A. I think there are several. The several would be: the rotary drill rig, the submersible pump, the pitless adapter and the captive air tank. I always did more pump work than well drilling. I drilled a lot of wells. I wonder how we got along with the old-time pumps, although they did work, and the captive air tank. This has cut down service calls tremendously. I would go with my father and he’d install a pump, and you would know — maybe a stroke-type pump or a jet pump — that you were going to hold the hand of that thing until the day it died. You would break a pump rod, or the leathers would get bad, or the packing would leak cutting the gears out — the oil in the gear box, or the belt would slip. The jet pump’s jet nozzle would plug up. A conventional tank would have to be drained. I’ve had at least one pump that ran for 32 years. It was still running when I pulled it. We pulled it because it was in a very inaccessible place, and pulling it in the winter or the spring would have been impossible, so we decided the smart thing to do was to replace it before it failed. The same way with tanks. I’ve had tanks run for years and years and never required any service. So those are things, my goodness, if you had to go back to — at least where I live and work — the old systems, I think maybe you’d retire.
Q. Readers talk a lot about the greying of the drilling industry. What can the drilling industries do to attract and retain young workers?
A. That’s and interesting and very good question, and it was discussed yesterday at a seminar I attended. This seems to be a national or international problem. It seems that we have a lot of young people who feel that what they want to do for a career is punch on a computer. Now, I have nothing against computers, but the people who run them, they’ve changed our lives greatly. But there is a pride in doing things with your hands. You have to run a drill rig with your hands. You have to run a pump hoist with your hands. You have to set a pump with your hands.

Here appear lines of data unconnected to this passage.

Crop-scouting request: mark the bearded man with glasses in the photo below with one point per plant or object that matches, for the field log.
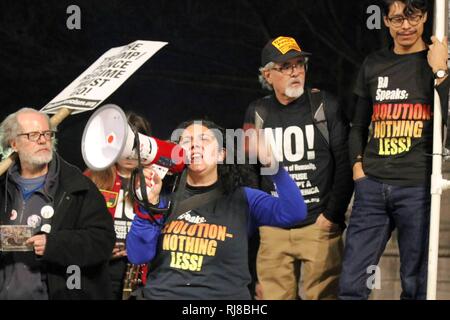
(315, 153)
(69, 229)
(392, 170)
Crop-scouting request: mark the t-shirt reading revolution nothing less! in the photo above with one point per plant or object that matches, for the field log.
(399, 92)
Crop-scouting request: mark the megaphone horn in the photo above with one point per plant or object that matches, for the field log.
(107, 138)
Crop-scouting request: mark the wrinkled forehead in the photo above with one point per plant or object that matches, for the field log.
(32, 121)
(196, 130)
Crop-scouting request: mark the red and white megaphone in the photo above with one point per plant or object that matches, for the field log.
(108, 138)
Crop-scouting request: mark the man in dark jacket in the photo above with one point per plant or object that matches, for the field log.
(69, 232)
(312, 137)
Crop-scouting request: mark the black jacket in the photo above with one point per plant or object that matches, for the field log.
(82, 235)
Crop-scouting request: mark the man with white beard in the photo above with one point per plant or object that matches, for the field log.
(69, 231)
(310, 136)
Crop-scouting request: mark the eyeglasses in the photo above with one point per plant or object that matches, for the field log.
(413, 20)
(36, 135)
(288, 68)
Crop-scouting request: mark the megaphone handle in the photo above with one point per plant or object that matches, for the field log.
(54, 120)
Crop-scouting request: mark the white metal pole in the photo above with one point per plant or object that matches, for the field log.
(437, 183)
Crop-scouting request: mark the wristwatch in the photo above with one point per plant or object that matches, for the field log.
(441, 73)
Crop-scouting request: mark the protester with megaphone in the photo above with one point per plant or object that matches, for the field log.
(199, 251)
(113, 183)
(70, 233)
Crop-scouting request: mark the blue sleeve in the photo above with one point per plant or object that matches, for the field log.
(285, 211)
(142, 239)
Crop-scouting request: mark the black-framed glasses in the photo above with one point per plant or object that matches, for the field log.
(288, 68)
(413, 20)
(36, 135)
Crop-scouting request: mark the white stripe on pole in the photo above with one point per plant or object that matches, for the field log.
(440, 10)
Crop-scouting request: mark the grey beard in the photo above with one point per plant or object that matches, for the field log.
(294, 92)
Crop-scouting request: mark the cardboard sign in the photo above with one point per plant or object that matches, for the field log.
(103, 77)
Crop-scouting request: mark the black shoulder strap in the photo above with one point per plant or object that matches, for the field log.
(317, 103)
(261, 111)
(197, 201)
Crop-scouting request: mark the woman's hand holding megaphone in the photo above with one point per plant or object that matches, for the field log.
(153, 185)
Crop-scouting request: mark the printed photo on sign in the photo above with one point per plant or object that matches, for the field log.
(13, 238)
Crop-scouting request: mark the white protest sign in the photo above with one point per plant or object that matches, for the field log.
(103, 77)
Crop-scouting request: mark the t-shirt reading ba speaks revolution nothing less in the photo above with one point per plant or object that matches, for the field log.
(399, 91)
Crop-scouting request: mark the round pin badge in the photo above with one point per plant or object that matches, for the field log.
(34, 221)
(46, 228)
(13, 215)
(47, 212)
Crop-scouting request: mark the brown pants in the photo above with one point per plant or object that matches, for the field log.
(318, 250)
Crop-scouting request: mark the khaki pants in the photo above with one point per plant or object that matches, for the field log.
(318, 250)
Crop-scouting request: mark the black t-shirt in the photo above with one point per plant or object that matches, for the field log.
(400, 91)
(203, 252)
(306, 154)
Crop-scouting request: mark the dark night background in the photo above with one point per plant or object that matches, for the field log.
(209, 69)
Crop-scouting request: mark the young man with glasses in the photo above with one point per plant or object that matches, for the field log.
(392, 170)
(315, 152)
(69, 227)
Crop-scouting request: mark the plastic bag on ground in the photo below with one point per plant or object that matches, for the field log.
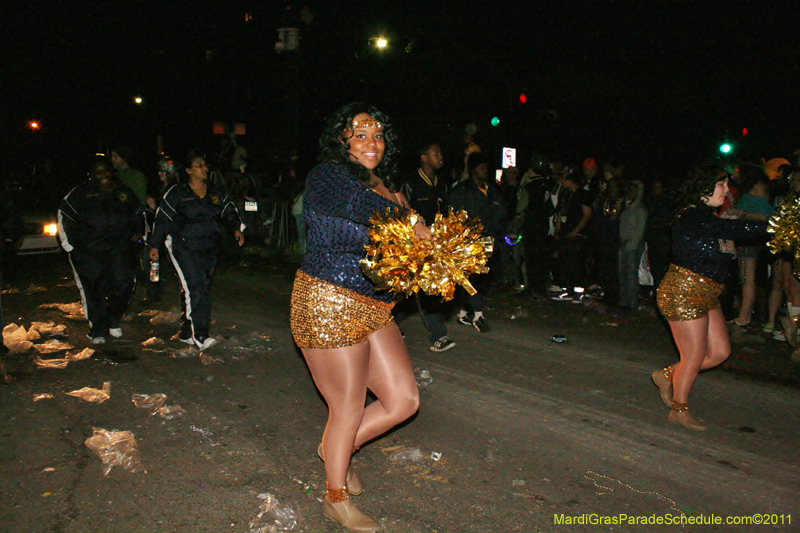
(271, 517)
(115, 448)
(74, 311)
(52, 346)
(93, 395)
(17, 339)
(49, 328)
(166, 318)
(408, 455)
(151, 402)
(170, 412)
(86, 353)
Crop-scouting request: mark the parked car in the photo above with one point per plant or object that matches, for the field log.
(38, 225)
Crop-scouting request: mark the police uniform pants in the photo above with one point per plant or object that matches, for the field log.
(195, 272)
(105, 282)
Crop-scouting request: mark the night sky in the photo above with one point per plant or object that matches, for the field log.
(655, 84)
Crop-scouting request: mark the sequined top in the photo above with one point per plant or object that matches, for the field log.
(695, 241)
(337, 209)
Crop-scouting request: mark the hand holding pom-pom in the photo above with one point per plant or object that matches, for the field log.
(784, 224)
(399, 261)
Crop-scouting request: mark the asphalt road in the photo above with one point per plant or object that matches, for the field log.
(515, 432)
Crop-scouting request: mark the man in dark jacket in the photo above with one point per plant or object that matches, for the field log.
(427, 194)
(101, 224)
(481, 199)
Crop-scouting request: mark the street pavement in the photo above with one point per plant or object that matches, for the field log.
(515, 432)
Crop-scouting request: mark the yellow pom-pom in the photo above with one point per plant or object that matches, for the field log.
(398, 261)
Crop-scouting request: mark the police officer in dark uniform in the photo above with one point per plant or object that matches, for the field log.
(189, 222)
(100, 224)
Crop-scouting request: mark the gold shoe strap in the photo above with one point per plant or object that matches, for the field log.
(679, 407)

We have somehow got to attract young people to do this, and maybe we need more apprenticeships to give a young person — man or a woman — the opportunity to go out and work on a job. I have seen people cry when I told them, “You’ve got water. Turn on the faucet.” It meant that much to them. I don’t think the computer can tell you that. Not to put down the computer. But maybe we need some innovative programs to give people a taste of this. One of the things you hear from other contractors, and we heard yesterday from candidates for the NGWA board, is that they started as young people, oftentimes with their father or grandfather or uncle. That was what got me started. When I was 5 years old, we would get into my father’s heavily overloaded Ford pickup and he would say, “Well, John, we’re on our way again.” And those were the greatest days of my life. We had our lunch pails and our work clothes and off we went. Really, there was nothing I ever wanted to do besides drill a well or set a pump.
Q. What advice do you have for a young person considering the drilling trades?
A. Give it a shot. Get into it. Learn as much as you can. There’s all kinds of printed material you can read. Some of it is online, some of it is on the old-fashioned page. Learn what you’re doing and work hard at it, but take some time to sit back and enjoy life a little bit. … It’s fine to work hard. That’s a very good thing. But now and then you need to sit back and relax, whether it be going fishing or playing a round of golf or maybe bowling or whatever. There are hundreds of activities. Just relax and back away.